An Army unit in the once-notorious ‘ANA Triangle’ had organised a pre-recruitment training for 35 days in July and August, after the stage was set to induct the first set of Agniveers who would form a distinct rank in the armed forces.
In military jargon, ANA expands to Assam-Nagaland-Arunachal Pradesh. The ANA Triangle largely covers a part of Assam straddling the Charaideo and Dibrugarh districts, close to where the boundaries of the three northeastern States meet.
“When it comes to getting recruited in the armed forces, the difference between success and failure is less than 10 seconds. There was an overwhelming response from the local youths, boys and girls, when we decided to prepare them for the final hurdles,” Colonel Vivek Anand told The Hindu.

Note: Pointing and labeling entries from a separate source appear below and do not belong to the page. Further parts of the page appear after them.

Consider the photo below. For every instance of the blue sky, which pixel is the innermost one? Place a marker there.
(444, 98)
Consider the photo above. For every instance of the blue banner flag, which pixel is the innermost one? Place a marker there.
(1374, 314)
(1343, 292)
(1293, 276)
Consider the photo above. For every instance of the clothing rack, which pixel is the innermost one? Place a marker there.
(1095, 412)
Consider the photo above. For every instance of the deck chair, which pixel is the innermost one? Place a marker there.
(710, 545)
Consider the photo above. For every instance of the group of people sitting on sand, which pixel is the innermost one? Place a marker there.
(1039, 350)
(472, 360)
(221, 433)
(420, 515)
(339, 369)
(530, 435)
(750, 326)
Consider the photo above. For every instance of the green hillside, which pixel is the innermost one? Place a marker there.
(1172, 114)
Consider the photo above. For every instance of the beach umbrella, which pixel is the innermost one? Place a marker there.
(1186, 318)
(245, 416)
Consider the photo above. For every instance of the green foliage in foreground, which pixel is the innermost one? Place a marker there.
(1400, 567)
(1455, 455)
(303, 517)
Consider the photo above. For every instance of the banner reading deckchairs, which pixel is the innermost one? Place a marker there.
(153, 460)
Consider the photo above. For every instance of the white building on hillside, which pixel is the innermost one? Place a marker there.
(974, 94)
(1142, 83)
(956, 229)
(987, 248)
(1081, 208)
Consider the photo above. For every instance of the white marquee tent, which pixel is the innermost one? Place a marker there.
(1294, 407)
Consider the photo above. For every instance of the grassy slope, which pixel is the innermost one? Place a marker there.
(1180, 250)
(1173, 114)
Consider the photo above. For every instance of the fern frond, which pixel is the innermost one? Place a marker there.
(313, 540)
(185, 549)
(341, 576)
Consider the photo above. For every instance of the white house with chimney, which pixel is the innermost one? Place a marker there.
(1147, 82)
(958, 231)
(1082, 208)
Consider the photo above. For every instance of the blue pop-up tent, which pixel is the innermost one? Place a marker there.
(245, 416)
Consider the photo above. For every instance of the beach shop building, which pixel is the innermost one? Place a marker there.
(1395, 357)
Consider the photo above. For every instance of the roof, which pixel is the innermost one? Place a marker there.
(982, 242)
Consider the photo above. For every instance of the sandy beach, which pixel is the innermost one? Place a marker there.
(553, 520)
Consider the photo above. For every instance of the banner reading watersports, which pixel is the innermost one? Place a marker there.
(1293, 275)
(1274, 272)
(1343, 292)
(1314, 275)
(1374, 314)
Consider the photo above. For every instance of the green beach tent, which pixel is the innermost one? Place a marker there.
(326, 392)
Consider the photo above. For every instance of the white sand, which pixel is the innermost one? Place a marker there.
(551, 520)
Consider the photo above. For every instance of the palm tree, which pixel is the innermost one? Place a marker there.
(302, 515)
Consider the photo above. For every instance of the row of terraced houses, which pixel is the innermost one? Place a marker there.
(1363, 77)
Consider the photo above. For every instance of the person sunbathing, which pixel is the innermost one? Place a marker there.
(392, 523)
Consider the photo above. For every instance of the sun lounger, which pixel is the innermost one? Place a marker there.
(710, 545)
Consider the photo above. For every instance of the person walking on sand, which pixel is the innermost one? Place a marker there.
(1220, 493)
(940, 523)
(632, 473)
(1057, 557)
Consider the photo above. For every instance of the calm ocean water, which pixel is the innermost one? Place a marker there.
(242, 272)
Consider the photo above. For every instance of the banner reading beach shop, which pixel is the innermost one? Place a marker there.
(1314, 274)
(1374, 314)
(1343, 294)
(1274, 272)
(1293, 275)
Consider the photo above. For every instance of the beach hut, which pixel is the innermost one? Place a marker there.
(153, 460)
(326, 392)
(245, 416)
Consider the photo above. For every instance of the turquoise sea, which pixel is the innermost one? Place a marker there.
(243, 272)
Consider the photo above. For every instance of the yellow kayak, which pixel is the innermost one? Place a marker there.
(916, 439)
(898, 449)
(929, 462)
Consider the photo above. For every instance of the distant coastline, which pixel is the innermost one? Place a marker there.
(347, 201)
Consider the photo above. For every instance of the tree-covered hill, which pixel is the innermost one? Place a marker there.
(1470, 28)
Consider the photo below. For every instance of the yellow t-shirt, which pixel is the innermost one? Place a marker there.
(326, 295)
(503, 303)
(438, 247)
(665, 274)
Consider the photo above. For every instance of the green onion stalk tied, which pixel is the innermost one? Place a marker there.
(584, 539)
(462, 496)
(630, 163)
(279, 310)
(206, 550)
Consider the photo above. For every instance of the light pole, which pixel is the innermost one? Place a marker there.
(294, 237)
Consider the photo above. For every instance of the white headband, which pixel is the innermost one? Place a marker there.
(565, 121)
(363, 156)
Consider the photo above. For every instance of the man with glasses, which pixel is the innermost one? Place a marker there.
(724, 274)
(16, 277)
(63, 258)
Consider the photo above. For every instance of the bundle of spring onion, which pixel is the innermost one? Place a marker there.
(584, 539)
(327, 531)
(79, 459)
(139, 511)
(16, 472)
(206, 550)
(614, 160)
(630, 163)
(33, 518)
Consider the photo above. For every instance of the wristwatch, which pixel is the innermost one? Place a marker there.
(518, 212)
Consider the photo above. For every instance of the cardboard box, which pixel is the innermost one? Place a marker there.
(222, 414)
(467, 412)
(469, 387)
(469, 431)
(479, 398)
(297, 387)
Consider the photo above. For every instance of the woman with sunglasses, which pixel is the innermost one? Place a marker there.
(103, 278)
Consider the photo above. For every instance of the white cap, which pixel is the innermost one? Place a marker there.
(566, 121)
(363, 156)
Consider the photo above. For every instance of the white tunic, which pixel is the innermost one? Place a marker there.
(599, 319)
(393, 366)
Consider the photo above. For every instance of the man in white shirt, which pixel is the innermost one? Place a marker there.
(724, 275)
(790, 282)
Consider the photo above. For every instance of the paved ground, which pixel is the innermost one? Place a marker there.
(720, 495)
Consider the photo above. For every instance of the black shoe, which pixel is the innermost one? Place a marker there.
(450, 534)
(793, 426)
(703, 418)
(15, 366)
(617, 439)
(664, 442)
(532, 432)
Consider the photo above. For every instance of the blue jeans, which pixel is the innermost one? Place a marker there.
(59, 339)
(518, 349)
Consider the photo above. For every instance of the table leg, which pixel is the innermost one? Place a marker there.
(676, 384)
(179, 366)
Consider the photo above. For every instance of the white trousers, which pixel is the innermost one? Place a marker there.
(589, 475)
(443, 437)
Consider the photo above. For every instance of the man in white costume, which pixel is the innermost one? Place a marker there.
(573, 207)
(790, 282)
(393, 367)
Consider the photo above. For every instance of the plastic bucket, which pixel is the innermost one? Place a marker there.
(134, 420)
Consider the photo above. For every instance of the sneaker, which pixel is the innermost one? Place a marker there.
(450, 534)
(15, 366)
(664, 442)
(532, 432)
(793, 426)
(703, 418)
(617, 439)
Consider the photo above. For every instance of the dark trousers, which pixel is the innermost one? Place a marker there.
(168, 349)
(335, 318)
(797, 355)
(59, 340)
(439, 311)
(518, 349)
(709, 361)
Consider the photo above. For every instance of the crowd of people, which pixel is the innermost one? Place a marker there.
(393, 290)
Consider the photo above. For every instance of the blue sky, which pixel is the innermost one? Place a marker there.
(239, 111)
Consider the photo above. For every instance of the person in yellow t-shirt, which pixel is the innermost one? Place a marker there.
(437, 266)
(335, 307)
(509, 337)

The Army’s scouts selected 36 athletic youths who “had it in them” to become soldiers. They were chosen from Joypur, Sapekhaiti, Bangnabari and other areas of Charaideo and Dibrugarh districts.
“In Assam and elsewhere in the northeast, the youths generally do not flunk the physical tests. But many cannot get past the written test, and the tips we provided on how to brush up on maths, science, reasoning and general knowledge set the successful trainees apart,” Col. Anand said.